COLORADO SPRINGS, Colo. (KRDO) — A pilot program at the El Paso County Jail is hoping to decrease the number of times deputies have to intervene when an inmate is suffering from a mental health crisis, by bringing in Mental Health Professionals to deescalate situations.
The Therapeutic Response Unit and Stabilization Team, also known as ‘TRUST,’ will now be utilized inside the jail during emotional and behavioral crises.
“The TRUST program is a therapeutic response to our incarcerated citizens who are in some level of emotional distress,” said Laura Ridenour, Detentions Behavioral Health Manager.
It’s a program the Sheriff’s Office of Behavioral Health says has been in the works for a while, and came about after seeing a rise in people experiencing mental health symptoms in jail.
Now, instead of deputies always stepping in, Mental Health Professionals — who have master’s degrees in clinical counseling — will help a distressed inmate.
“First off, they’re going to help role model calming behaviors, going through some of those behaviors with them, help them manage their triggers, help them find some level of self-soothing, and then follow up with a continuation of care after that crisis is managed,” said Ridenour.

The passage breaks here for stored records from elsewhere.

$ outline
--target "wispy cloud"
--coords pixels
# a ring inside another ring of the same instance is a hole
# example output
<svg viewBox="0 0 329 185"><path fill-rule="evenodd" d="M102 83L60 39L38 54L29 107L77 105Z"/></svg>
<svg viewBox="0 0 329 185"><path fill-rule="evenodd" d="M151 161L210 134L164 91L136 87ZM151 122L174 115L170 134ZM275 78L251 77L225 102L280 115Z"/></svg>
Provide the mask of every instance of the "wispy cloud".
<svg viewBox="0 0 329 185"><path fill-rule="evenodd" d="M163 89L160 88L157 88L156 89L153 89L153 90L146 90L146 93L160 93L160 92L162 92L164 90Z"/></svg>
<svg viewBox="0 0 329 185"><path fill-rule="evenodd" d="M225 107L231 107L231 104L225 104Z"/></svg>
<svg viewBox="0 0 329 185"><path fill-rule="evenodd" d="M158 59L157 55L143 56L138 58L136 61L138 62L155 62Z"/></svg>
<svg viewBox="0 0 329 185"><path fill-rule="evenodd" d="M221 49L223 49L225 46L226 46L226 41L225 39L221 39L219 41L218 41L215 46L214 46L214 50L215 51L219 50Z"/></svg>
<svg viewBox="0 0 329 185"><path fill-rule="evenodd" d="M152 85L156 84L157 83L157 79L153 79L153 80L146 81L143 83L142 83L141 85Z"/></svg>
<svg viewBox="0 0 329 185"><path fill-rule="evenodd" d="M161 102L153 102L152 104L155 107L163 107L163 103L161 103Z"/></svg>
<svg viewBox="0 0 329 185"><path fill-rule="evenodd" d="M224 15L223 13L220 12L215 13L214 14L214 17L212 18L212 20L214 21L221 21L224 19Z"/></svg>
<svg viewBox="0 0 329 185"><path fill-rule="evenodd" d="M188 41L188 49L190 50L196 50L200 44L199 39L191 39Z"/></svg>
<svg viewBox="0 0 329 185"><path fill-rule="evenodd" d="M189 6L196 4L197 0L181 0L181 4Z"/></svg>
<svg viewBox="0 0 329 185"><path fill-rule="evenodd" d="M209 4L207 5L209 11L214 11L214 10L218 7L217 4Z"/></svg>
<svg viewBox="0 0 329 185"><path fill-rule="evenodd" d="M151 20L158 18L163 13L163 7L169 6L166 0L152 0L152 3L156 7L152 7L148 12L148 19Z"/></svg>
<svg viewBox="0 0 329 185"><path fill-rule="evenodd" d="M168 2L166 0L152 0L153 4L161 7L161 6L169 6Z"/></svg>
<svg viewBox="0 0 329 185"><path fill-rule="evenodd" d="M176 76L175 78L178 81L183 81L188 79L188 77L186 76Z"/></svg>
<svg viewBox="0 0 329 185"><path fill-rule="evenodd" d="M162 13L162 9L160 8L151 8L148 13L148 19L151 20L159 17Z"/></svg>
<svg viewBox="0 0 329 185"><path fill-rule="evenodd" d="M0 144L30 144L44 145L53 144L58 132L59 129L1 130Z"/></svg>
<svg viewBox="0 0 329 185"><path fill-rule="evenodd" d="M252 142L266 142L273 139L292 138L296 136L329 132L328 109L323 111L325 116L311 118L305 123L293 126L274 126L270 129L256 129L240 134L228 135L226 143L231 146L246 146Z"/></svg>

That help extends even after the immediate crisis has been diffused.
“It’s a continuation of support, whether that be helping connect them to resources in the community upon release, or getting referrals over to our medical vendor, or just continuing being able just to listen to them while they’re here in the jail,” said Ridenour.
The Sheriff’s Office says this specialized unit is staffed with two clinicians and a supervisor who are trained in crisis response. In the initial month of this initiative, they say the program has seen success in de-escalating citizens experiencing acute and prolonged emotional distress.
Those behind the new program hope it will get people the help they need, so they don’t end up back in jail.
“We want jail to not be necessarily just about the punishment, but to be a good stepping stone for recovery, whatever that might look like for that person,” said Ridenour.
Sheriff Bill Elder says this program will allow for the best outcomes in situations of crisis.
“Addressing mental health issues is a priority for the El Paso County Sheriff’s Office,” said Sheriff Elder. “Individuals experiencing a behavioral health crisis will now have an opportunity for an enhanced law enforcement response in the Jail. This interaction will provide the best outcomes for those in crisis. I am committed to making sure our workforce is well prepared to respond and deal with this segment of our population.”
In addition to TRUST assisting with de-escalation inside the jail, Sheriff’s Office deputies are all trained in crisis intervention. The Sheriff’s Office says deputies also are trained in effective use of verbal and non-verbal communication techniques and know how to implement de-escalation strategies that are oriented toward recovery and resilience.